Opening 6th June 2017, 6.30 pm

Gluck50, Milano

“Due albe” is a solo exhibition by Thiago Rocha Pitta, artist-in-residence for the second time in the spaces of Gluck50. The show consists of the works “Prima dell’alba” and “L’alba di un giorno dopo”, representations of a primordial, archaic time and an apocalyptic future.

“Before dawn there’s a moment when the light and shadow have not yet separated, a moment when it’s no longer night but not yet day, it’s a becoming”, says Rocha Pitta.

This concept drove the Brazilian artist during a trip in 2016 through Western Australia investigating stromatolites in the bay at Hamelin Pool: this is how the video “Prima dell’alba” was born. These bacterial colonies were the predominant form of life for two-and-a-half billion years, whose photosynthetic activity freed up the oxygen that went on to form the ozone layer, indispensable for the development of more complex life forms, including us: human beings. The artist captures the stromatolites before dawn, at the moment when the landscape, and with it the world, first appear.

The premise of the installation “L’alba di un giorno dopo” is a specular inversion of the first. For this project the artist appropriates a chemical phenomenon involving the interaction of Prussian blue pigment and limestone. The process has two stages: first, the blue quickly disappears, then it reappears in a new form and in a different color. A comparison between two different languages, painting and film, in which the artist manages to bring together the values of time, matter and space within a single body.

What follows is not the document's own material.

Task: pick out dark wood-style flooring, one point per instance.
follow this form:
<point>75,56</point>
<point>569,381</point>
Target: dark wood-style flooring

Thiago Rocha Pitta born in 1980 in Tiradentes, Minas Gerais, Brazil is widely recognized as one of Brazil’s leading contemporary artists. He has held solo exhibitions internationally among others at Marianne Boesky Gallery, New York ( 2017), Galeria Millan, Sao Paolo (2014); Gluck50 Gallery, Milan (2013); Andersen Contemporary, Copenhagen (2012); Parque Lage, Rio de Janeiro (2010); and Meyer Riegger Galerie, Karlsruhe (2009. His work has been incorporated into public collections including the Museum of Modern Art, New York; Maison Européenne de la Photographie, Paris; Hara Museum, Tokyo; the ThyssenKrupp, Vienna; and the Museu de Arte Moderna de Sao Paolo, Sao Paolo.